Cliff Lee, pitching for the Phillies in the 2009 World Series


As a kid, my husband Tom played shortstop and slugged home runs in the Little League. He never grew tall enough to become a professional baseball player, but he retained a great love of the game, and during our early married life in Columbus, Ohio, he always had the radio tuned to the “Cincinnati Reds Radio Network.” As the mother of two little girls who were into ballet and Laura Ingalls Wilder, I tuned out the play-by-play commentary, although the sausage jingle for Kahn’s “Big Red Smokies” still sticks in my head.

It wasn’t until we moved to Philadelphia that I started noticing baseball. It couldn’t be helped; I succumbed to the constant barrage –- jerseys, stickers, car antenna pennants, caps, shirts, and talk, talk, talk -– of Phillies this, Phillies that, especially during the ‘08 and ‘09 World Series, when Phillies fandom reached fever pitch. I tuned in, and fell in love with the grace of baseball when then-Philly pitcher Cliff Lee fielded a ground ball behind his back and shrugged as if to say, “hey, that was as easy to play as a C-major scale.”

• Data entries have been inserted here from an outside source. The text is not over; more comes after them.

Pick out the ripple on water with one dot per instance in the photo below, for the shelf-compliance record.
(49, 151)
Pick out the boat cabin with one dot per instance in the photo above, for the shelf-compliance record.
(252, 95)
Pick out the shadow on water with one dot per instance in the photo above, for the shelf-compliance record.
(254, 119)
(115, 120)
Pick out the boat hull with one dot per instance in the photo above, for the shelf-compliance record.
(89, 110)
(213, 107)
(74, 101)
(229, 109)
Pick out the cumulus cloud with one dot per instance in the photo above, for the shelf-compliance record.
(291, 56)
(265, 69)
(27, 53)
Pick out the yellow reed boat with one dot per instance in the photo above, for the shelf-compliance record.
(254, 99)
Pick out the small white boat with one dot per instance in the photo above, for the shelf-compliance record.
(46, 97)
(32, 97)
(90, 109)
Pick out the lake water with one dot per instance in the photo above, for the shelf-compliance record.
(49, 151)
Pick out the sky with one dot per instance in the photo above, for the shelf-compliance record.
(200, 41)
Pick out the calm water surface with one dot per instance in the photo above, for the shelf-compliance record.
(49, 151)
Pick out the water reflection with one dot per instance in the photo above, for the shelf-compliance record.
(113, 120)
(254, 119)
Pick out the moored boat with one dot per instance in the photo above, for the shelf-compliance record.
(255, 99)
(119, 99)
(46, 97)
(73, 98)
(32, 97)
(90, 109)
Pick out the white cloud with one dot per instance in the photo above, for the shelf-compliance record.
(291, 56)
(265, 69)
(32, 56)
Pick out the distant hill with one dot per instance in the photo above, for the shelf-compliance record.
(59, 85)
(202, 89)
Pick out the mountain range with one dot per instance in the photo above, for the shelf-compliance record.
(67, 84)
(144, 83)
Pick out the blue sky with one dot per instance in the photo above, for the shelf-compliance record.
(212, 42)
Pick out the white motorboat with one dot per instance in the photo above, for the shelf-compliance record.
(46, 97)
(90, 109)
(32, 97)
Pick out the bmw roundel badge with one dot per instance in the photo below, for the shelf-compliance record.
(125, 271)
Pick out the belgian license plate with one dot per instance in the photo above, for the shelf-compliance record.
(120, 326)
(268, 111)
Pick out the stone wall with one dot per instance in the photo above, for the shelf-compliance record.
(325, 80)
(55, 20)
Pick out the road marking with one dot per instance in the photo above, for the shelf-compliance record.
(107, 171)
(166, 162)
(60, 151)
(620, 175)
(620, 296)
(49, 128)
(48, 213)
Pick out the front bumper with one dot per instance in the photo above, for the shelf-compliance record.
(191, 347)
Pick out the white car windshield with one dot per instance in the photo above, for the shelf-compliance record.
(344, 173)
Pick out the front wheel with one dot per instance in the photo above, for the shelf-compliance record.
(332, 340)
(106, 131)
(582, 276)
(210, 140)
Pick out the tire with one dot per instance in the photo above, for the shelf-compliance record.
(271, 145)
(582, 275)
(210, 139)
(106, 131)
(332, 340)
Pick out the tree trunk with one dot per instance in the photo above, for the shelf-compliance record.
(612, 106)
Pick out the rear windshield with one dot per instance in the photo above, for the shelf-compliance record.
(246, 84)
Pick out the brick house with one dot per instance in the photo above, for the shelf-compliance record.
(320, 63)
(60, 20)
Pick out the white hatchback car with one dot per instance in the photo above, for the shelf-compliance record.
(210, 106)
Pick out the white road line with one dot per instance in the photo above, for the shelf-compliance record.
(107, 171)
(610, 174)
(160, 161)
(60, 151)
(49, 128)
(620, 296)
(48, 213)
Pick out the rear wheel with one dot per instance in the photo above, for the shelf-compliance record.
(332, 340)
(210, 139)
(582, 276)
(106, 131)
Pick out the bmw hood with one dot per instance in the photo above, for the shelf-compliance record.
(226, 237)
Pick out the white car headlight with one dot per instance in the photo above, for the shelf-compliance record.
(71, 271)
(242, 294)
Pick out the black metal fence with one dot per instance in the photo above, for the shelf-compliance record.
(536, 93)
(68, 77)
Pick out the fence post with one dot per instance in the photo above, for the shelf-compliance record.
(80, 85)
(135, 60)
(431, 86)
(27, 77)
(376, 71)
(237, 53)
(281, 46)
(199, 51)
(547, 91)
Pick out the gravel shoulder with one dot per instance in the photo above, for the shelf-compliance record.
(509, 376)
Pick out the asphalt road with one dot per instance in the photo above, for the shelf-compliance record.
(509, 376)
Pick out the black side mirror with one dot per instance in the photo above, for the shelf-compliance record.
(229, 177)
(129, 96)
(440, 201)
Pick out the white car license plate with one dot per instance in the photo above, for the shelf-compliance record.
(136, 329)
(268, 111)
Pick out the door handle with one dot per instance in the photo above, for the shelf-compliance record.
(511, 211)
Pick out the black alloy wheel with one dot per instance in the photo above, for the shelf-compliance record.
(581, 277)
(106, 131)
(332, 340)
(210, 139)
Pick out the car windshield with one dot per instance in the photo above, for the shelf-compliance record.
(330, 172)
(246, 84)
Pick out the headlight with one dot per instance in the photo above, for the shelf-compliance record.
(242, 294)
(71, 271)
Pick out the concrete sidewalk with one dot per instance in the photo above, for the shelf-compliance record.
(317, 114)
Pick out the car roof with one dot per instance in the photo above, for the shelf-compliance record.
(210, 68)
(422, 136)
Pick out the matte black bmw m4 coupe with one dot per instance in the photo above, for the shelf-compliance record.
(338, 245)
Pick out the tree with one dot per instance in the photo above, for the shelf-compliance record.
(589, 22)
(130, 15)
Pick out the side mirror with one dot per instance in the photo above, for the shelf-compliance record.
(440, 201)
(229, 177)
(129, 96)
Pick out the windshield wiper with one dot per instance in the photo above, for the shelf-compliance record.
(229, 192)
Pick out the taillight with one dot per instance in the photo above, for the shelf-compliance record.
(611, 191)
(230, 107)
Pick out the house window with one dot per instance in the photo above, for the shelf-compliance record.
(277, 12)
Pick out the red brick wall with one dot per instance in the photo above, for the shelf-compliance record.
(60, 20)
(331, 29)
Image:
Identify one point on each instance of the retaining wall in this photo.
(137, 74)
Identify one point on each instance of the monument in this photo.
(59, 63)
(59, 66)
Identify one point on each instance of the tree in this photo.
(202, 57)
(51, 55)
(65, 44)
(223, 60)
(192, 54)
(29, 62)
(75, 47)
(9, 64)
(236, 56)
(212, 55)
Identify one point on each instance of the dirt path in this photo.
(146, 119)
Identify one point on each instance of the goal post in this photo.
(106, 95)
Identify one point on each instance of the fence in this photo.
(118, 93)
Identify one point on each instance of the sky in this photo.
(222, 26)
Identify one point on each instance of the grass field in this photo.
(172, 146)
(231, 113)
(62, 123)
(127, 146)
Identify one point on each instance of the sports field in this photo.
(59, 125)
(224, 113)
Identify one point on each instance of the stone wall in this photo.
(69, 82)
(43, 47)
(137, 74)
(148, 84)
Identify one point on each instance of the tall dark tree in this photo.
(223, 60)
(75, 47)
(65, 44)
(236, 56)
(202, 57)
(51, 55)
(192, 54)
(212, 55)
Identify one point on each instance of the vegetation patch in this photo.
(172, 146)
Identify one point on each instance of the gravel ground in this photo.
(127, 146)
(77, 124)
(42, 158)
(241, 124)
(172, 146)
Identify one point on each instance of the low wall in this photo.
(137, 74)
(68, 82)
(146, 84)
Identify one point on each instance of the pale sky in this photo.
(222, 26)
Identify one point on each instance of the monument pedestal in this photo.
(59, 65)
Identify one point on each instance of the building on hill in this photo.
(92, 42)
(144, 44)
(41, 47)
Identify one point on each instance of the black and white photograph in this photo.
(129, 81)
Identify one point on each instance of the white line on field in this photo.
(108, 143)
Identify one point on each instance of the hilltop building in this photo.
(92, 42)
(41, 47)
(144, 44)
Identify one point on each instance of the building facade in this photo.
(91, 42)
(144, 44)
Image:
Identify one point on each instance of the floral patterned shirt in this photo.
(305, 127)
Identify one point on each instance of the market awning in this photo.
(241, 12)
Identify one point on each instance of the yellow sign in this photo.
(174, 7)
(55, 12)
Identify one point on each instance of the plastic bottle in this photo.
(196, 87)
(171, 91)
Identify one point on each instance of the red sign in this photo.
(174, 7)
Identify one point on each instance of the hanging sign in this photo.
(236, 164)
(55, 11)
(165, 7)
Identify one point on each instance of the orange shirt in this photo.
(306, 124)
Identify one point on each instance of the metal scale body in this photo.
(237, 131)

I began to understand the suspense of baseball, began to see that watching a pitcher is like hearing a great concert pianist perform. The audience expectation is high and the anticipation palpable right before the wind-up/the first chord. The delivery is quick and immediately telling – one must be absolutely accurate in the strike zone/in playing the right notes. Predictability is fatal for both. A pitcher must vary his rhythm and the kinds of pitches he throws so the batter can’t get a hit off of him. A pianist must vary her phrasing and tempos, or her audience will fall asleep and not be moved. A pitcher collaborates with his catcher; a pianist with an orchestra or a singer or an instrumentalist. Both pitcher and solo pianist must possess the mental toughness of a general.

And when they blunder?

Three days ago, Cliff Lee, starting in Game One of the 2010 World Series, but this time in a Texas Rangers jersey, pitched a game that did not go his way at all. He gave up seven runs and was pulled out of the game after only four innings. Camera shots of him sitting in the dugout showed him stoically watching his team disintegrate. The “machine,” his catcher Benjie Molina reminded the press, was “just a human being, like all of us.”

And here the parallel continues. All performers are human, and some concerts will be duds. But when everything lines up, when practice, talent and hard work conjoin with inspiration, a good instrument, fine acoustics, and right timing, the thrill of that performance is like the thrill of an exciting post-season game –- unique in the moment and to be savored forever.